THEATRE REVIEW
july 2016 | volume 145
Production photo
HAiR
Book and lyrics by James Rado & Gerome Ragni
Music by Galt MacDermot
Renegade Arts Company
The Shop Theatre, 125 E. 2nd Ave.
June 16-July 2
$15-$$25
604-685-0435
BUY TICKETS
Get out your bell bottoms and beads, paint a peace sign on your face, and head on down to The Shop Theatre at 2nd and Main (before it’s torn down for the new Mountain Equipment Co-op store) to see Hair. “The American Tribal Love-Rock Musical” gets an energetic revival in Renegade Arts Company’s first-ever production, and if you’re too young to remember 1968, or weren’t born yet, you might begin to understand why us boomers think we re-invented the world.
Hair is a musical of memorable songs—James Rado and Gerome Ragni’s book is another story—but it also helped define the anti-establishment, anti-war, free love, pro-drugs hippie generation, the youth counterculture of the North American Sixties that cast such a long shadow over subsequent decades. Some of it seems quaint now or silly, and more than a little pretentious. But the Sixties really did represent a revolution in attitudes towards sex, race, politics and lifestyle, and a successful production of Hair needs to seriously commit to the values the show celebrates. It has to capture the sense of joy and liberation, along with the silliness and pretension. This Renegade Arts production achieves that spectacularly.

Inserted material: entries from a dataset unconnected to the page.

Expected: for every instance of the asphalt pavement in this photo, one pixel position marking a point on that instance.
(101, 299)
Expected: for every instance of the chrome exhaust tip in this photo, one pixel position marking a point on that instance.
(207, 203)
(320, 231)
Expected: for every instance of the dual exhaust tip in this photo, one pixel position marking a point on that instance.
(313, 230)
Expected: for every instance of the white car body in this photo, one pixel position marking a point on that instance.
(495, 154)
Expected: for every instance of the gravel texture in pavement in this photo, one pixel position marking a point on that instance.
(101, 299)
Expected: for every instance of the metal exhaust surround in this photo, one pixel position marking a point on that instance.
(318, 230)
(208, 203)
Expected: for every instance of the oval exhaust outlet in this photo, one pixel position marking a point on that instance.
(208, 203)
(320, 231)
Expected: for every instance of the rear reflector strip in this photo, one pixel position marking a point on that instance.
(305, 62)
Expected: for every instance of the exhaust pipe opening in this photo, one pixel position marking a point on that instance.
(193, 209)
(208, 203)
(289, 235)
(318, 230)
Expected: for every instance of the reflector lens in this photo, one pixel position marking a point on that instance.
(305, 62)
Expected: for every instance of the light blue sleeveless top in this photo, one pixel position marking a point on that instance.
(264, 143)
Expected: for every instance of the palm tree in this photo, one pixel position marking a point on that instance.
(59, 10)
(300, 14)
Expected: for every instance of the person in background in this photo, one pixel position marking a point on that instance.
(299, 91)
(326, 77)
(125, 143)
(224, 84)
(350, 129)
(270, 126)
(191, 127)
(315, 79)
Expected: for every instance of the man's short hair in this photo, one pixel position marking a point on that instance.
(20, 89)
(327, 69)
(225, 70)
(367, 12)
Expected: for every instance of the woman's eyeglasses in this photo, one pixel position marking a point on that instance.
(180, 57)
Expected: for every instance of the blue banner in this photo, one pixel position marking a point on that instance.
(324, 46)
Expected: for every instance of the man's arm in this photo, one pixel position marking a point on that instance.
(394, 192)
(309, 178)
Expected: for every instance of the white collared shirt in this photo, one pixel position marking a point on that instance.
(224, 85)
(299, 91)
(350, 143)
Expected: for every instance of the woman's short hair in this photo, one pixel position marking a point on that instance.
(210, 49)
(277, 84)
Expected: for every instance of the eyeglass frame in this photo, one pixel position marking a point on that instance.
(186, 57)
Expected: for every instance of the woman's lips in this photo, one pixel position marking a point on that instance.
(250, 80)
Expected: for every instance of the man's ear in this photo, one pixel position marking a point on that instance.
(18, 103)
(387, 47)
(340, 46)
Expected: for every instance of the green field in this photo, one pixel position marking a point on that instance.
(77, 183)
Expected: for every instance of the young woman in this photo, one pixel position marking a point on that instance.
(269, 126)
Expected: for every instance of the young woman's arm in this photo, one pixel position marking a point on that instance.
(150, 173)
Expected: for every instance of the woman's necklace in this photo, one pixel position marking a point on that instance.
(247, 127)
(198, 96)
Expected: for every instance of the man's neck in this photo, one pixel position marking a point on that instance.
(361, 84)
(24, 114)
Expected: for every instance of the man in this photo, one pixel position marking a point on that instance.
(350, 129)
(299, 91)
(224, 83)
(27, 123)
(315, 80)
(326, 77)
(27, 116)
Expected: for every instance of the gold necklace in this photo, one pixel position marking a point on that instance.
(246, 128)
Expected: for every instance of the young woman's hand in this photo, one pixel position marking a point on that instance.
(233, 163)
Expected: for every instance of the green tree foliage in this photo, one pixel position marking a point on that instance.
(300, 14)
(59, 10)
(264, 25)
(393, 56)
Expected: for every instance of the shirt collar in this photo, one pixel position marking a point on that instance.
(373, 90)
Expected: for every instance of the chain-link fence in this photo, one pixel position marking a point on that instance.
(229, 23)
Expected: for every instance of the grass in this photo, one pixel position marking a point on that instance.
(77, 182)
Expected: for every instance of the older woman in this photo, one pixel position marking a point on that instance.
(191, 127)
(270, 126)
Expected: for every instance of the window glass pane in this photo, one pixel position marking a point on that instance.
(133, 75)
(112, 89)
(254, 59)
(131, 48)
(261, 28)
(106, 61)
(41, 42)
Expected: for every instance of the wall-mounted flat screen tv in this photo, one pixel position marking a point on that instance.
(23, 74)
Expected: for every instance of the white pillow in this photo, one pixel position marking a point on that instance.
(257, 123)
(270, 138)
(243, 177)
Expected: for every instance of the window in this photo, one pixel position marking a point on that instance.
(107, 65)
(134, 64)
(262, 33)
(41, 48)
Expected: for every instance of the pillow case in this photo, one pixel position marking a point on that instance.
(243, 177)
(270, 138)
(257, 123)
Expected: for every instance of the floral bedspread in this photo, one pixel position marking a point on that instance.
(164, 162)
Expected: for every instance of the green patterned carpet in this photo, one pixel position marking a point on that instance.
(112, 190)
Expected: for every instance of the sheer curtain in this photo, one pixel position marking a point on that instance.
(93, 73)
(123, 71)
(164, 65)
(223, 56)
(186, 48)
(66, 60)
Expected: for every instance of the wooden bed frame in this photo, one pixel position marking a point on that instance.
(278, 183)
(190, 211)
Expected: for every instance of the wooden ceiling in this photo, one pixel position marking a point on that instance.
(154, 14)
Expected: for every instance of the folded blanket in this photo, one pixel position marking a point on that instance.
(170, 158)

With a cast of two dozen young, attractive performers plus a four-piece band in a small, improvised space, director/choreographer Dawn Ewen performs miracles. This production is much more about the “tribe” than about its individual members, and Ewen has everyone in the ensemble doing something interesting all the time. There is some terrific dancing, and when the full chorus sings “Aquarius,” “Hair,” “Let the Sunshine In,” and some of the show’s other anthems, it’s really stirring.

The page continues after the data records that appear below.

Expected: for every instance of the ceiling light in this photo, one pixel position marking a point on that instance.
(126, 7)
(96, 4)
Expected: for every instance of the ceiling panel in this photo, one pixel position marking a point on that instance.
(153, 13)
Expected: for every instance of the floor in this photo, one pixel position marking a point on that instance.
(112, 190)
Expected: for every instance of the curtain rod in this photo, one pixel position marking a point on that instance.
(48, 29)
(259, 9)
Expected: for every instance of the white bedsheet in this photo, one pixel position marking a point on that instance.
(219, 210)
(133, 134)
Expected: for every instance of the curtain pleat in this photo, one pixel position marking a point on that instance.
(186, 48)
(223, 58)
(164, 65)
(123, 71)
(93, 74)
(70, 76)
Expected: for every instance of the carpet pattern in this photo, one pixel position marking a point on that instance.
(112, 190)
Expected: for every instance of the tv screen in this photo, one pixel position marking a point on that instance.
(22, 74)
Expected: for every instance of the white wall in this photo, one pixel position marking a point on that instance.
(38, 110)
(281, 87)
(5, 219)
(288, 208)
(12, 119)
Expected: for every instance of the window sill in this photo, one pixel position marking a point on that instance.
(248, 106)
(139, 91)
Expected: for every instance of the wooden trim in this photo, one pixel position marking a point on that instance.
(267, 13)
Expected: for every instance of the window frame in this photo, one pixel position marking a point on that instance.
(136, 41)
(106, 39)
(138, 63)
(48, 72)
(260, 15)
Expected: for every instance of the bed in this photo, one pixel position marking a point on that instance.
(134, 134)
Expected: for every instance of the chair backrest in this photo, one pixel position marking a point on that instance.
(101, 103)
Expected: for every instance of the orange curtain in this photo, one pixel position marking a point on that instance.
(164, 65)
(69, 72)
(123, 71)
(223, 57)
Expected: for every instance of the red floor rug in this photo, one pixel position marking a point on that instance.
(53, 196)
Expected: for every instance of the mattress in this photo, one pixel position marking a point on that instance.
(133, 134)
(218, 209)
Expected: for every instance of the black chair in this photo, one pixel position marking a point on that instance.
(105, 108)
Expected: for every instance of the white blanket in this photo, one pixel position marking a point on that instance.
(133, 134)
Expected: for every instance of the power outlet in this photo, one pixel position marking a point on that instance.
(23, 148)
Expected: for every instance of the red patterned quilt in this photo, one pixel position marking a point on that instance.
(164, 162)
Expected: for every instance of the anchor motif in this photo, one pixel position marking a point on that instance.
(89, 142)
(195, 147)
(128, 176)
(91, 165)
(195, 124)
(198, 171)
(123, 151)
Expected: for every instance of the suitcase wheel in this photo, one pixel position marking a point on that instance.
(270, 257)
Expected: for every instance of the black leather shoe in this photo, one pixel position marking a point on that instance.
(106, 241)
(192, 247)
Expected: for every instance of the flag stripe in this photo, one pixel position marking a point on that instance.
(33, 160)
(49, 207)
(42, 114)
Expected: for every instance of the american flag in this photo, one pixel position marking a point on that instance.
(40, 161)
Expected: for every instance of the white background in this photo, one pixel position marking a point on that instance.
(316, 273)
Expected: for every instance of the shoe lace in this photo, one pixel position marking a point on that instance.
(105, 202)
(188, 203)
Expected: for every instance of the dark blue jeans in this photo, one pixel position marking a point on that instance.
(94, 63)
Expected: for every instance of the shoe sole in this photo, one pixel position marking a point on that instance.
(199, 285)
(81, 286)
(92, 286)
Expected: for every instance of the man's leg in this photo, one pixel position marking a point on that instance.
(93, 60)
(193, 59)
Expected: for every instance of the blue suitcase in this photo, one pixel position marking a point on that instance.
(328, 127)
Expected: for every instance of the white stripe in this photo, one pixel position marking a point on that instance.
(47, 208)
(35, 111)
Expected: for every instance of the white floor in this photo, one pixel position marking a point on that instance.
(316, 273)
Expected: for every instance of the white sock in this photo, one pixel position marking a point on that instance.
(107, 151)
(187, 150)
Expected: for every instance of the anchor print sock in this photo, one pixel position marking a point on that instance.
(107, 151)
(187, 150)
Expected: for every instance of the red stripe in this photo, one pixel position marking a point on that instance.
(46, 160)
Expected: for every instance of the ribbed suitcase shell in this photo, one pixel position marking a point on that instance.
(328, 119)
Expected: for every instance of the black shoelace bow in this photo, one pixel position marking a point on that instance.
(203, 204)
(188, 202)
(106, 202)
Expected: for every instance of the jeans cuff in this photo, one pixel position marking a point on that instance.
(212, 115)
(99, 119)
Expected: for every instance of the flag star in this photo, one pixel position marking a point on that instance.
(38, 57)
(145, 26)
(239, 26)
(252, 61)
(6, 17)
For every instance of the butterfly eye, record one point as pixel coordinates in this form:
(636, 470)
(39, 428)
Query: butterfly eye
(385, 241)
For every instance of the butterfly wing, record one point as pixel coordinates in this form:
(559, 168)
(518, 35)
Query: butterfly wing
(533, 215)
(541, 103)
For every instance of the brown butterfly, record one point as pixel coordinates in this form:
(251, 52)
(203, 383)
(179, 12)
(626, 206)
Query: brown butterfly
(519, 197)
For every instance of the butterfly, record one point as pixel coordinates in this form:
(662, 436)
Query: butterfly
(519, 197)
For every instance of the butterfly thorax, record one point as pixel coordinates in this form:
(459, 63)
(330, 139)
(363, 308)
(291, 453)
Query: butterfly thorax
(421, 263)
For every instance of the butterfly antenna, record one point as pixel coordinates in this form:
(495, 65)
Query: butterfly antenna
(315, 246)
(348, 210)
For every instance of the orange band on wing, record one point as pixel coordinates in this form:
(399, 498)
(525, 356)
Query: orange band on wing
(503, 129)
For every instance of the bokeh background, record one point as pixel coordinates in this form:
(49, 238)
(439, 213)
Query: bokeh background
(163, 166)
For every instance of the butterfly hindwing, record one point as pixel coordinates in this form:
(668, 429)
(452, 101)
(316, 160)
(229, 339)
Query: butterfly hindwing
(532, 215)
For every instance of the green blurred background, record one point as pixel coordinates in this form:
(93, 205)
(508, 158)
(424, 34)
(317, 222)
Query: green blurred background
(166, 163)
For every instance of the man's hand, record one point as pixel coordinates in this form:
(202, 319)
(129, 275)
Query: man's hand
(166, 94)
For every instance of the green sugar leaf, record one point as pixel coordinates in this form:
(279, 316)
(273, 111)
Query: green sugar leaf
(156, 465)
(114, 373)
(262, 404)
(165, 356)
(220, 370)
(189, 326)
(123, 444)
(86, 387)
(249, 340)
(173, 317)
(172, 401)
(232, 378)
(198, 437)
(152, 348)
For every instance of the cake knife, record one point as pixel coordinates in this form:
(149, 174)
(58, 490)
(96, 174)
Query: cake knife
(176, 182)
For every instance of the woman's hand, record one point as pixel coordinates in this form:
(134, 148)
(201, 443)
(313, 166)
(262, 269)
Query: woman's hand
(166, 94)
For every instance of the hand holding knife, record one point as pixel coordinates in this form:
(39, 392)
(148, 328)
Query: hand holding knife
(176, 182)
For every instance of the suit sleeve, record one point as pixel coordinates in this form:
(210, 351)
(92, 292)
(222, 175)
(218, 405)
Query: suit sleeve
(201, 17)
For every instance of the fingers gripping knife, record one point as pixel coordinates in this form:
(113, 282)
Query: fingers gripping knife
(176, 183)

Ewen’s design team also delivers: Clara Dixon’s costumes and wigs (the show isn’t called “Hair” for nothing) are perfect, and James Kokol’s busy lighting plot provides the necessary shifts in location and tone to make you forget that the actors are performing on a bare floor. Musical director Kerry O’Donovan’s band is also very fine. Guitarist Peter Serravalle’s opening Hendrix-ish “Star Spangled Banner” is awesome.

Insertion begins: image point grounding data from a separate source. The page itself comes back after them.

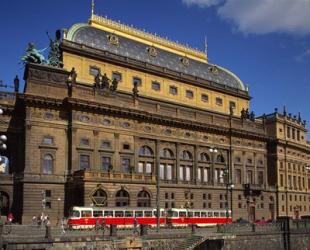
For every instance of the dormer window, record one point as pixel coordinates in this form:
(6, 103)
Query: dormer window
(156, 86)
(189, 94)
(84, 142)
(219, 101)
(117, 76)
(204, 98)
(48, 140)
(94, 70)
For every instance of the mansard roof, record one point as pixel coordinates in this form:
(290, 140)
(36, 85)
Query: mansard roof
(100, 39)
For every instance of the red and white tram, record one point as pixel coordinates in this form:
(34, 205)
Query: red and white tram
(86, 217)
(179, 217)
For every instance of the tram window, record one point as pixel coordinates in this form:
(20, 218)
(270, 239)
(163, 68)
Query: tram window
(86, 213)
(147, 213)
(119, 213)
(138, 213)
(128, 213)
(97, 213)
(182, 214)
(171, 213)
(75, 213)
(108, 213)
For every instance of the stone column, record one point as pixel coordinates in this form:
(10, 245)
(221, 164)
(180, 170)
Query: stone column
(96, 160)
(177, 161)
(195, 167)
(116, 161)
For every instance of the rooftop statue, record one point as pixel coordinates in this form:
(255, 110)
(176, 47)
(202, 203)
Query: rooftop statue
(33, 55)
(54, 56)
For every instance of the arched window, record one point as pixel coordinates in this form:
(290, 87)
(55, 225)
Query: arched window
(146, 151)
(204, 157)
(99, 197)
(166, 153)
(220, 158)
(5, 203)
(122, 198)
(186, 155)
(144, 199)
(48, 162)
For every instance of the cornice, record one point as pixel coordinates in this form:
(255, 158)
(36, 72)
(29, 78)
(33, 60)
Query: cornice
(85, 51)
(161, 119)
(133, 33)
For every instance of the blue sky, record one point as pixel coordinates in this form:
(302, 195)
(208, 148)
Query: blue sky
(265, 42)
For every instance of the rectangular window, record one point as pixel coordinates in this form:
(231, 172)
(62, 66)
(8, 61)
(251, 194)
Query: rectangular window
(298, 135)
(84, 142)
(188, 173)
(156, 86)
(48, 204)
(84, 161)
(238, 176)
(290, 181)
(199, 174)
(294, 182)
(181, 173)
(126, 165)
(117, 76)
(148, 168)
(219, 101)
(94, 71)
(260, 177)
(288, 132)
(48, 193)
(189, 94)
(169, 172)
(137, 80)
(293, 134)
(106, 144)
(173, 90)
(48, 140)
(162, 171)
(105, 163)
(249, 176)
(206, 174)
(140, 167)
(204, 98)
(281, 180)
(232, 105)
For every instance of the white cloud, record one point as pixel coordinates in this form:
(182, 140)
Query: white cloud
(264, 16)
(202, 3)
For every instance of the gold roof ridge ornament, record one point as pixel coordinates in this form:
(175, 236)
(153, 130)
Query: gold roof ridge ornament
(92, 8)
(136, 34)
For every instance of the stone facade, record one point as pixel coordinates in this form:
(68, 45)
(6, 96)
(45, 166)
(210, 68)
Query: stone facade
(71, 143)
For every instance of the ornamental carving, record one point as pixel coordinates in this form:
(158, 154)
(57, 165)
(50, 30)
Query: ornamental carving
(185, 61)
(152, 51)
(113, 39)
(214, 70)
(52, 77)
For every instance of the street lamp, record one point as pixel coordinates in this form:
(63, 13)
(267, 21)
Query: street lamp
(58, 209)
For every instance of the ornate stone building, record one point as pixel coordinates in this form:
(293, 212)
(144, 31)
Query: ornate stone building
(128, 107)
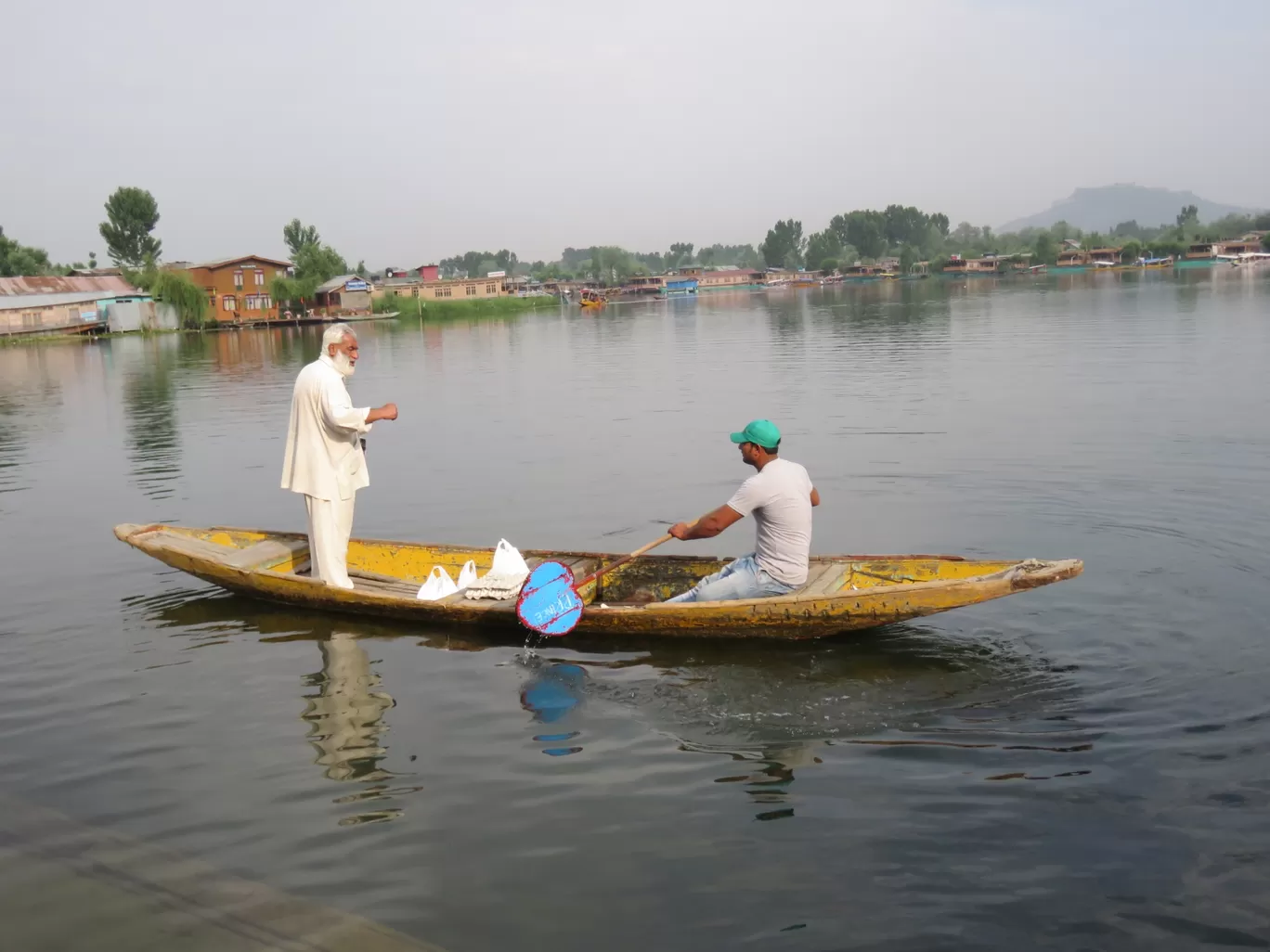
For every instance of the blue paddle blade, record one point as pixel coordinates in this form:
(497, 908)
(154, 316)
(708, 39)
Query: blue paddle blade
(548, 602)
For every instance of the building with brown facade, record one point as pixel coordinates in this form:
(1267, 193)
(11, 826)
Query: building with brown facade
(444, 289)
(238, 289)
(344, 296)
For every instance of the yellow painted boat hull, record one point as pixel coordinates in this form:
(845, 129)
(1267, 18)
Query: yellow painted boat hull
(842, 593)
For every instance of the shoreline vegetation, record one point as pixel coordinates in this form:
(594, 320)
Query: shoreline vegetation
(903, 240)
(406, 307)
(428, 311)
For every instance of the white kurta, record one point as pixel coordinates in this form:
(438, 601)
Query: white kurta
(325, 464)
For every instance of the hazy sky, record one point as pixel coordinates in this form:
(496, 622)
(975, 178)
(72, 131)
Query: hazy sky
(409, 131)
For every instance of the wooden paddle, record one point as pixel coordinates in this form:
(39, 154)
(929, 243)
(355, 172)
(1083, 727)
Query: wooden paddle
(551, 602)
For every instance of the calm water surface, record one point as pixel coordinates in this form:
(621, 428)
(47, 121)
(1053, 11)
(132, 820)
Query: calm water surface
(1080, 766)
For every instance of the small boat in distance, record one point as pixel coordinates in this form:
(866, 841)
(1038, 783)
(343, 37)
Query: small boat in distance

I emphasize the ensemble here because there aren’t many individual standout performances. That’s partly because the production de-emphasizes what little plot there is. Do we know that Claude and Berger and Sheila are roommates and that she goes to NYU? Do we care? No. If you don’t pay close attention, you wouldn’t know that all these kids are crashing somewhere in New York City. The show’s references to New York area geography—Flushing, Hoboken, etc.—have no purchase at all in this Vancouver production. What we do understand is that Claude (the terrific Julien Galipeau) is in a terrible state of anxiety over whether or not to allow himself to be drafted and sent to Vietnam. That’s just enough plot to carry the show.
Otherwise, it almost seems more like a musical revue than a play. And though many of the songs are great, most of the singing is just good. There’s a real problem, even in that small space, hearing the individual voices, which are not amplified except for a few songs where the singer uses a hand mike. And even in those cases only Galipeau’s Claude comes through loud and clear. Cecilly Day, as Dionne, has a big, soulful voice that breaks through at times, and Emily Teichroeb’s Crissy does a lovely job with the brilliant little song “Frank Mills,” accompanying herself on acoustic guitar. She’s also a standout dancer in the ensemble.
The show was sold out on Tuesday night and looks likely to sell out for the rest of the run so get your tickets soon.